SECURE 2.0: What’s New, What You Must Do, What’s Optional, What’s Changing

Since the SECURE 2.0 Act was passed in December 2022, its provisions have been rolling out over several years. Between May and October 2025, we’ve seen significant clarifications and final rules, especially around catch-up contributions, auto-enrollment, and plan design. Below is a timeline of key developments, followed by action items for plan sponsors and what older rules you can now drop or reassess.

Timeline & Key Developments

 

2023 — Baseline & foundational changes

  • The SECURE 2.0 Act became law on December 29, 2022 and many of its provisions began phasing in starting 2023.
  • One of the earliest changes was increasing catch-up contributions for those age 50+ from $6,500 to $7,500.
  • The required minimum distribution (RMD) age was bumped from 72 to 73 for many individuals.
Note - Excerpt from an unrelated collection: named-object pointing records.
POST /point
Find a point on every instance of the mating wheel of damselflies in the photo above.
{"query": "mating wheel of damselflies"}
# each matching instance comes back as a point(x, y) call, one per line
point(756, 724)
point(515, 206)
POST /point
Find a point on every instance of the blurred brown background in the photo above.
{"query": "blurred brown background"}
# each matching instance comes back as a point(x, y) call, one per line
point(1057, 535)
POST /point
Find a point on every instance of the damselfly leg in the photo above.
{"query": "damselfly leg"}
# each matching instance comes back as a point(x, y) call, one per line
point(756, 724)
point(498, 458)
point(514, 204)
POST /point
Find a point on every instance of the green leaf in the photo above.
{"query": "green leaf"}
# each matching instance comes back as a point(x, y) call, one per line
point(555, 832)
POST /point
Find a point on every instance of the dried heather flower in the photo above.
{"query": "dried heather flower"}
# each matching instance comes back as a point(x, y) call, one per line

2024 — Intermediate implementation

  • Some provisions, such as student loan payment matching, became actionable in 2024.

  • The 529 plan rollover to Roth IRA feature (up to $35,000) began in 2024.

2025 — Major new steps, clarifications & final rules

  • On January 1, 2025, many auto-enrollment provisions kick in for newly established 401(k)/403(b) plans (those formed after December 29, 2022). Plans must automatically enroll eligible employees at a minimum of 3% and increase by 1% annually until at least 10% (capped at 15%).
  • In 2025, super catch-up contributions for those aged 60–63 become available. The limit will be whichever is greater: $10,000 or 150% of the regular age-50+ catch-up limit. For 2025, that works out to $11,250.
  • The IRS/Treasury issued final regulations on Roth catch-up contributions in 2025, requiring certain higher-income participants to designate catch-up contributions as Roth (i.e. after-tax).
  • The proposed and final regulations for automatic enrollment, notice obligations, eligibility, and deemed Roth elections have continued to be refined in 2025.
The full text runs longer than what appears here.